The New King of Weird Bad Guys
It’d be so easy for Taron Egerton to regularly slip into the handsome leading man role that I find myself a little relieved he has decided to swerve it quite often recently. And I say that as someone generally in favour of typecasting, at least in certain circumstances. If someone is really good at one thing, it’s often ill-advised for them to keep trying their hand at others. But I genuinely think the thing that Egerton is best at is playing really weird bad guys.
And he shouldn’t be! He’s too boyish to be menacing, too good-looking to be buyable as an outcast, too charming not to be likeable. Maybe that’s the secret. In his recent villain era, Egerton isn’t playing run-of-the-mill bad guys. He’s playing absolute lunatics that allow him to chew the scenery like some sort of demented beaver. He’s dancing to The Chemical Brothers for no reason at all. He’s marching to his own tune, playing characters that it’s increasingly beginning to seem like only he can play, or at the very least, only he can play in quite this way.
And that started in Smoke.
‘Smoke’ Is Truly Brilliant But Requires Some Patience
Created by Dennis Lehane and inspired by the podcast Firebug, about the crimes of serial arsonist John Leonard Orr, Smoke finds Egerton as Arson Investigator Dave Gudsen. He and a troubled detective (played by Jurnee Smollett) team up to hunt down two serial arsonists. Early on, though, it’s revealed that one of the arsonists is Dave himself, and that’s only the tip of a very strange iceberg.

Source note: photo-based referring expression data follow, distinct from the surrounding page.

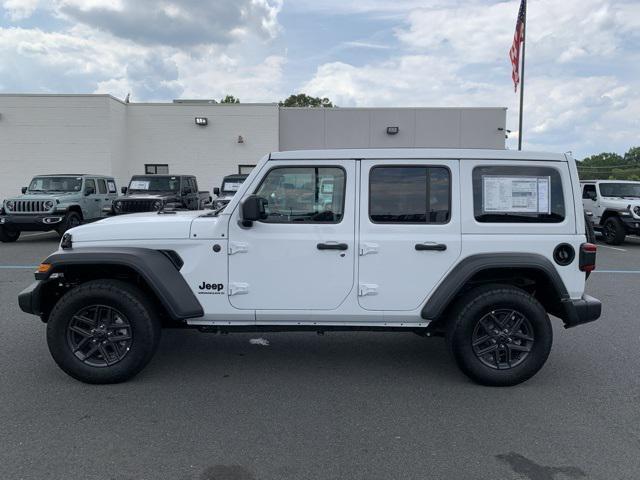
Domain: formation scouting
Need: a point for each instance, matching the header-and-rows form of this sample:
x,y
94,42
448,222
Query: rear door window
x,y
409,194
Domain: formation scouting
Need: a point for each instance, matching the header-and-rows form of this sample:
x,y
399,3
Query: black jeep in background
x,y
152,193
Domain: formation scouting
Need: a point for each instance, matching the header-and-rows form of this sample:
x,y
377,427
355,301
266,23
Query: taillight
x,y
588,257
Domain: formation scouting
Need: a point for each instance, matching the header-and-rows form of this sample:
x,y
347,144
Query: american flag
x,y
518,37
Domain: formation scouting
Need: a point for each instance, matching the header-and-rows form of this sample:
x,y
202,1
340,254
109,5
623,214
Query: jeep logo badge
x,y
210,288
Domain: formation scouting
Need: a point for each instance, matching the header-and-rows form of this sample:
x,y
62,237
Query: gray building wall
x,y
99,134
367,128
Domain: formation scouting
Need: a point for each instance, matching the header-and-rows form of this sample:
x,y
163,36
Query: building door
x,y
92,203
301,257
409,230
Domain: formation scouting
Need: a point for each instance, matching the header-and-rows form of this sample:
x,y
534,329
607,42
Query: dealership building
x,y
99,134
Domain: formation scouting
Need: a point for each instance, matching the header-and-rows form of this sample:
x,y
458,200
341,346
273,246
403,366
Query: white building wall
x,y
99,134
167,133
52,134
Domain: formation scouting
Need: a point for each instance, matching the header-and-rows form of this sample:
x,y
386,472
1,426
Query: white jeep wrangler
x,y
614,206
478,246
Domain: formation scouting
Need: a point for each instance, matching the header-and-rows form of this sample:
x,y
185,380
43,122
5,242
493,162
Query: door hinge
x,y
367,248
365,289
238,247
238,288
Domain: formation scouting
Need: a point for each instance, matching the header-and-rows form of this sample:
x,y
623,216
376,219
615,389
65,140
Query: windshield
x,y
620,190
55,184
153,183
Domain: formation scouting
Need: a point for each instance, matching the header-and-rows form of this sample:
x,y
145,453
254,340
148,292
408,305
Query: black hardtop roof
x,y
72,175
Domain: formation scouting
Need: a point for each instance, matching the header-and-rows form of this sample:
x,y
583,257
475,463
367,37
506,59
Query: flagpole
x,y
524,44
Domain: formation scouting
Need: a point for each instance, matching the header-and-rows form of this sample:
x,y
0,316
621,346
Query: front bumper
x,y
584,310
37,222
30,298
631,224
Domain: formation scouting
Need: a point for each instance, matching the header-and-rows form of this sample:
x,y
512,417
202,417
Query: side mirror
x,y
252,208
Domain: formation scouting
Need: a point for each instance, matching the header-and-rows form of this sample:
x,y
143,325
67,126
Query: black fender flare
x,y
156,268
458,277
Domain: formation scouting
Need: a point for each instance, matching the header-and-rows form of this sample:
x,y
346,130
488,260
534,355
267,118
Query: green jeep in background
x,y
56,202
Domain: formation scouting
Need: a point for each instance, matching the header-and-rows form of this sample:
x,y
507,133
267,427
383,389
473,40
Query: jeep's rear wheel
x,y
613,231
103,331
8,235
71,220
499,335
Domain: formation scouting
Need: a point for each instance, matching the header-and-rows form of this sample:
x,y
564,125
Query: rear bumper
x,y
29,298
36,223
584,310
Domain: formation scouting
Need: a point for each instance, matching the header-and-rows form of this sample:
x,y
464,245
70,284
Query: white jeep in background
x,y
614,207
478,246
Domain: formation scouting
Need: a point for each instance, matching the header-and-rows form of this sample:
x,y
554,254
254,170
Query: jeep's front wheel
x,y
70,220
8,235
103,331
613,231
499,335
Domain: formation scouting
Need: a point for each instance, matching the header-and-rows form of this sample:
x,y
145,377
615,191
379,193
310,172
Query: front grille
x,y
130,206
29,206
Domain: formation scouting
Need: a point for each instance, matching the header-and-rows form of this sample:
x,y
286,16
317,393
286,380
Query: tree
x,y
230,99
611,166
304,100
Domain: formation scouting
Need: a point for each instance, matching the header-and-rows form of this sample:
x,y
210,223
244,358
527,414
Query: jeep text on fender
x,y
477,246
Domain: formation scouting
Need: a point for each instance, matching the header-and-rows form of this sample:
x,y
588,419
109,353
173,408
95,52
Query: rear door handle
x,y
439,247
332,246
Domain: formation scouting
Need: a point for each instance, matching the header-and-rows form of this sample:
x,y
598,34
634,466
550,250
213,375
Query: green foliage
x,y
230,99
611,166
304,100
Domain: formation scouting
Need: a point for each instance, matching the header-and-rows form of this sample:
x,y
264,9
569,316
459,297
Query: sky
x,y
582,90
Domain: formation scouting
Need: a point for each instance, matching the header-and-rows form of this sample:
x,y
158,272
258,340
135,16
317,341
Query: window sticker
x,y
516,194
232,186
139,185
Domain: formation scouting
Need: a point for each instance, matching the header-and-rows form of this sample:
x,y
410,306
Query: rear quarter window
x,y
517,194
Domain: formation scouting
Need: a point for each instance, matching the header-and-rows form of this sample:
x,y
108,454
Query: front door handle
x,y
439,247
332,246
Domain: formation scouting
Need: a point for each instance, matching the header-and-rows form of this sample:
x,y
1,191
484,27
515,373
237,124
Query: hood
x,y
138,226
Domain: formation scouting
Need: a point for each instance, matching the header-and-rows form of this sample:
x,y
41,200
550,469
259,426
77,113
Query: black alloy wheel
x,y
99,335
502,339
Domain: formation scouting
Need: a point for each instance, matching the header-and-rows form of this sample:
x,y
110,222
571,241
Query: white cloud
x,y
17,10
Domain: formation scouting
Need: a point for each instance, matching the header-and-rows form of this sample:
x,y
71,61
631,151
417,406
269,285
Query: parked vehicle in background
x,y
478,246
614,207
229,187
56,202
152,193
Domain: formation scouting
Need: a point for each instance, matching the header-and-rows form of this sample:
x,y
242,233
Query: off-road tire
x,y
8,235
613,231
472,307
71,220
121,296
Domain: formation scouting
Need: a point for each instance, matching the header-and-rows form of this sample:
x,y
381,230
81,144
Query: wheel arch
x,y
531,272
156,272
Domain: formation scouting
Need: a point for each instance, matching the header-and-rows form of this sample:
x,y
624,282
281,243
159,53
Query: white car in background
x,y
614,208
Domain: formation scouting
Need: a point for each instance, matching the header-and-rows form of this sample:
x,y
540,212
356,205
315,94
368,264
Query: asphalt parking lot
x,y
338,406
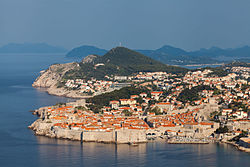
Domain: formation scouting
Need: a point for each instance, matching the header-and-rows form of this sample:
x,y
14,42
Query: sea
x,y
19,147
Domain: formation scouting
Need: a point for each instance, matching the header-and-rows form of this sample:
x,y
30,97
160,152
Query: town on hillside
x,y
201,106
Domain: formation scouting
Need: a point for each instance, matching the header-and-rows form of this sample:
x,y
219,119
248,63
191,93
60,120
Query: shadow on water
x,y
20,147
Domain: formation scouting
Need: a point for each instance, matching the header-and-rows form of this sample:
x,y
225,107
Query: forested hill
x,y
120,61
177,56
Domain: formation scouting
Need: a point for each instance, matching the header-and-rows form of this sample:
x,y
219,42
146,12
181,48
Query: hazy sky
x,y
142,24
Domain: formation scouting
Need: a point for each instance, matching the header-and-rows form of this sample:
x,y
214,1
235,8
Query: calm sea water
x,y
19,147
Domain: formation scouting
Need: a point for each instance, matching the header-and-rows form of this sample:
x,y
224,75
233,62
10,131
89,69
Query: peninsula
x,y
133,99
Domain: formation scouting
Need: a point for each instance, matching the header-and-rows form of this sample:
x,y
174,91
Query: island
x,y
126,97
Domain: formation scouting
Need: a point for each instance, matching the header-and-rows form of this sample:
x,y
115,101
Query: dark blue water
x,y
19,147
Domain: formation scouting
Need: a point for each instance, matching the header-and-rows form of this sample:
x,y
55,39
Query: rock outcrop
x,y
89,59
50,78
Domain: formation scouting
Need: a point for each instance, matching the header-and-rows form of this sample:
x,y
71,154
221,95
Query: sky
x,y
137,24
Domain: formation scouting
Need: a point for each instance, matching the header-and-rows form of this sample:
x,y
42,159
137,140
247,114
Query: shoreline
x,y
237,146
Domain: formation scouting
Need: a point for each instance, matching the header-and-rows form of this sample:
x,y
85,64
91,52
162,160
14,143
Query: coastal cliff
x,y
50,78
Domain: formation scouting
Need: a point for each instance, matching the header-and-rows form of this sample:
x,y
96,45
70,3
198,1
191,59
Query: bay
x,y
20,147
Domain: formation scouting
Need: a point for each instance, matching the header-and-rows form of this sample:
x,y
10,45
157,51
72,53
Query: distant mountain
x,y
119,61
176,56
31,48
85,50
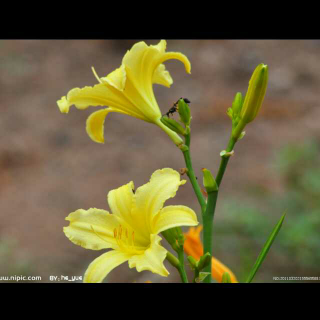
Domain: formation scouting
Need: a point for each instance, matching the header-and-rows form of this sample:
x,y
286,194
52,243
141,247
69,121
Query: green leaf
x,y
202,276
226,278
265,249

Smoke is the perfect project for Egerton because it’s largely a character study, and what’s being studied is how unhinged Gudsen can become under the right circumstances. It employs a few unusual narrative gimmicks — including passages from a manuscript Dave is writing that several characters often read aloud — but largely rests on Egerton’s performance, which begins as a charismatic but fairly straightlaced professional and evolves into a portrait of delusion and mania that has to be seen to be believed.
The performance touches on basically everything that Egerton does well. He’s believable as a competent charmer who’s slightly full of himself, but equally convincing as an outright maniac. A later twist hinging on Egerton’s appearance is the icing on the cake of a major casting coup that allowed Egerton to announce himself as someone who could do bad guys really well.
If you enjoyed Apex, you should definitely check it out.